Karin Maria BausenhartRolf UlrichBarbara Kaup
Published in: Quarterly journal of experimental psychology (2006) (2023)
Construal Level Theory (Trope & Liberman, 2010) suggests that objects or events are represented differently depending on their psychological distance from ourselves. Specifically, objects and events should be represented more abstractly the farther they are removed from direct experience through distance in the spatial, temporal, social or hypotheticality domains. Bar-Anan, Liberman, and Trope (2006) reported a key finding supporting this assumed association of the various distance dimensions and abstraction level. In their study, participants responded faster in an Implicit Association Task when temporally near and concrete concepts, as well as temporally far and abstract concepts, were mapped to the same rather than different response keys.
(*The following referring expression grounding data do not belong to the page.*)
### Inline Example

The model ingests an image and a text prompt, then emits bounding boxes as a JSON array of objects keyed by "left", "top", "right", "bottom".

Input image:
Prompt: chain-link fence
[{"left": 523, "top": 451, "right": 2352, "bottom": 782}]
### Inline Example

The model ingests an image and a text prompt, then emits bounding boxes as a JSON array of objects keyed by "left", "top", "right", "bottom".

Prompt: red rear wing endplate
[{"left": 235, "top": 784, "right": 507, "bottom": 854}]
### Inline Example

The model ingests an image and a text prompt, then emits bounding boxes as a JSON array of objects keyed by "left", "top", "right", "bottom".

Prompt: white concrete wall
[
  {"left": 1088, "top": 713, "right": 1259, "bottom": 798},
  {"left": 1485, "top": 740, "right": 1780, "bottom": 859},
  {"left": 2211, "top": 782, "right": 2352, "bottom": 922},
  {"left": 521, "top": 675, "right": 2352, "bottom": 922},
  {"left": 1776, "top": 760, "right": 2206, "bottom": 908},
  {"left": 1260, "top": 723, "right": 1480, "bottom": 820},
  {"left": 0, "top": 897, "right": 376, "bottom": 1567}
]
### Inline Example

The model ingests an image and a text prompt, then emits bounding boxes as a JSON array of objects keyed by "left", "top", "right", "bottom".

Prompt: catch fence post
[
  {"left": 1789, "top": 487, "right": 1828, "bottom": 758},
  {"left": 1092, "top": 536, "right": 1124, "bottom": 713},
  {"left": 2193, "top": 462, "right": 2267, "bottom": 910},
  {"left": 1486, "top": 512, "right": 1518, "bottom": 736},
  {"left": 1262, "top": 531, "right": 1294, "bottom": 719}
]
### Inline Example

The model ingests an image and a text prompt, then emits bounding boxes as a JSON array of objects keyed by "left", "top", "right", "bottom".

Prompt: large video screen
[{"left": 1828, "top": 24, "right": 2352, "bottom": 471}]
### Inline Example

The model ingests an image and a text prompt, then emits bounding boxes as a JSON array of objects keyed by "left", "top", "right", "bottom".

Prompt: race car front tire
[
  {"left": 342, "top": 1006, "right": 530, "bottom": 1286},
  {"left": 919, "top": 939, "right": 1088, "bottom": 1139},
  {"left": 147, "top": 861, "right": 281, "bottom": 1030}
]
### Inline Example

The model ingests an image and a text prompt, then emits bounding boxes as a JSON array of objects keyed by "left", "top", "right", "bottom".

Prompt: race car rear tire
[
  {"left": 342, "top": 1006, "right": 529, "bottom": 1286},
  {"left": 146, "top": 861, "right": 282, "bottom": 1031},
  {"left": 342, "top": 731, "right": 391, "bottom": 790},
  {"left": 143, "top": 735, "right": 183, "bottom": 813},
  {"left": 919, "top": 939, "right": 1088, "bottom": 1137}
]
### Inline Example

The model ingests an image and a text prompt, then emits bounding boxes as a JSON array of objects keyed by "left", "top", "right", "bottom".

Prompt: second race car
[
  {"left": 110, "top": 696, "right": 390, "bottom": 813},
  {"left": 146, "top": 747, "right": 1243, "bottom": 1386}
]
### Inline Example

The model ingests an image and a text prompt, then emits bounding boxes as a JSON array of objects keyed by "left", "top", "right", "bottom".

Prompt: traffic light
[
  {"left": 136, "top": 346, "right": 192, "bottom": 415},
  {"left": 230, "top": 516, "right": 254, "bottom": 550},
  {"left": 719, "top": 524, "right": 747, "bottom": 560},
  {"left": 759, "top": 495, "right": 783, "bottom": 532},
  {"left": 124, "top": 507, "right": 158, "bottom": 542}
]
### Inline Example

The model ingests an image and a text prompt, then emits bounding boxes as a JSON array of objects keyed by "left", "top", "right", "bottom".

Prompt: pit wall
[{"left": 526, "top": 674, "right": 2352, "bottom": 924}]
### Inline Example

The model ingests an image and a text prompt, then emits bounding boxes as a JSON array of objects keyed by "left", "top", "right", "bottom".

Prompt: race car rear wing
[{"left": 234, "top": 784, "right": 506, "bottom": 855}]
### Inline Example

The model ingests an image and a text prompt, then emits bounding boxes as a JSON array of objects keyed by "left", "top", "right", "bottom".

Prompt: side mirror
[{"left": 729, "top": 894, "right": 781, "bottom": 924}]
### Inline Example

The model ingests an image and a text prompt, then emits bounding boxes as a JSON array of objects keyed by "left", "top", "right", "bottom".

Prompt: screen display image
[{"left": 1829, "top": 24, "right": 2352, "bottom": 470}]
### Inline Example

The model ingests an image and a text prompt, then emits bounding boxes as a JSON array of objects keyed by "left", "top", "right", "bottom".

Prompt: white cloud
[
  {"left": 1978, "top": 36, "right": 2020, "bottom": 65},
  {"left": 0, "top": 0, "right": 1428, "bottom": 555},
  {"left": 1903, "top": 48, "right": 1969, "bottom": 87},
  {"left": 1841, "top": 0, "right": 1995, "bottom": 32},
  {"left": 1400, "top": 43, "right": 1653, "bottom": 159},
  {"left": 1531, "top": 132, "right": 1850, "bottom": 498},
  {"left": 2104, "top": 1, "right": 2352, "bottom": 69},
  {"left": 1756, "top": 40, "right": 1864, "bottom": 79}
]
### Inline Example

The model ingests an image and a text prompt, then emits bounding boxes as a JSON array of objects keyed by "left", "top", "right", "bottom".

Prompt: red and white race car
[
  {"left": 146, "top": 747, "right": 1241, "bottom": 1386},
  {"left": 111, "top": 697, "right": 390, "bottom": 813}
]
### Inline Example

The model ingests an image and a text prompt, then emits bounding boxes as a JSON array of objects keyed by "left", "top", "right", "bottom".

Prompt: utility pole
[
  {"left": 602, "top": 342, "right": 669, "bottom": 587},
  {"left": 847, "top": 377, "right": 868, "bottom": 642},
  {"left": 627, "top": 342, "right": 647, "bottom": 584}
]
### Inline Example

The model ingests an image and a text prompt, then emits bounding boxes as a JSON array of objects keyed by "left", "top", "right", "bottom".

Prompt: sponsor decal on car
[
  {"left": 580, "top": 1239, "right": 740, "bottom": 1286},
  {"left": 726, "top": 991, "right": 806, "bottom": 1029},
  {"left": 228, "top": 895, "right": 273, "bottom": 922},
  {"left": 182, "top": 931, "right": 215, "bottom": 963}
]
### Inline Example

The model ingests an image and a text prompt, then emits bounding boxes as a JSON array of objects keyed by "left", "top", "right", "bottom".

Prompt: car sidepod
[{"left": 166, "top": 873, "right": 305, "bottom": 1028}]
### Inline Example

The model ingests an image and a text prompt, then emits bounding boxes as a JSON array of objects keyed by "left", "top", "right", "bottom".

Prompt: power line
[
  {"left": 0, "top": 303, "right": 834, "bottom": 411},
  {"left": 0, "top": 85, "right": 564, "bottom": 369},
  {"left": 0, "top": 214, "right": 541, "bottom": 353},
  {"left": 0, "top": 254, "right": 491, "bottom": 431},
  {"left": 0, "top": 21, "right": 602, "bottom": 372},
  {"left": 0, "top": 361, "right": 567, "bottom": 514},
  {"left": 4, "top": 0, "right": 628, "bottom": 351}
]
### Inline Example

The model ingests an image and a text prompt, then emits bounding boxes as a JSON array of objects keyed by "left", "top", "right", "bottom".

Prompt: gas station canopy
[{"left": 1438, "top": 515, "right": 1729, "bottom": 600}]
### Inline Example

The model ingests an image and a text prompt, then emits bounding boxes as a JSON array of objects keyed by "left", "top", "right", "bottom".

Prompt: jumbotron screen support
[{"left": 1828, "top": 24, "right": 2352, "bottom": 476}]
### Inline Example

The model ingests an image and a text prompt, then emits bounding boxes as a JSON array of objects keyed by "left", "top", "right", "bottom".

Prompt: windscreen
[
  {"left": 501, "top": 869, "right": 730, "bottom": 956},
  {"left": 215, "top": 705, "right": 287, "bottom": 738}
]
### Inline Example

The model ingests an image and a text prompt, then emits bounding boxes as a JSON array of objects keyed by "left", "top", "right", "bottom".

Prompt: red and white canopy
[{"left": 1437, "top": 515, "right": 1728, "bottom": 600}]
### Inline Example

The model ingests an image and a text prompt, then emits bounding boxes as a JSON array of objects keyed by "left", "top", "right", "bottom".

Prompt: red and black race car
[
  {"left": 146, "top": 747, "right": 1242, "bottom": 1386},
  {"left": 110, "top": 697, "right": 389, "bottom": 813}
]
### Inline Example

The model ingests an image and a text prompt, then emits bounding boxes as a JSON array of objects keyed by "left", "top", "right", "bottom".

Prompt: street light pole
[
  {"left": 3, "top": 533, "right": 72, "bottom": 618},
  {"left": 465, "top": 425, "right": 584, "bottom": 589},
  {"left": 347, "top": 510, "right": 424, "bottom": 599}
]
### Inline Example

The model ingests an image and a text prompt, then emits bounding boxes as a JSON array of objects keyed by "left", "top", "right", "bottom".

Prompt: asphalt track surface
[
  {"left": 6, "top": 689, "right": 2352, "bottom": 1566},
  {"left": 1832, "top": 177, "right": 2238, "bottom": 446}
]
In the present study, we conceptually replicated this basic finding when employing temporal adverbs relating to present vs. future time, and nouns referring to concrete vs. abstract concepts (Experiment 1). Evidence for such an association, however, was largely absent (and significantly weaker than in Experiment 1) when temporal adverbs relating to the past were employed as instances of the large temporal distance category (Experiment 2). We propose that the uncertainty associated with the future, as opposed to the past, might play an important role in this temporal asymmetry by increasing psychological distance.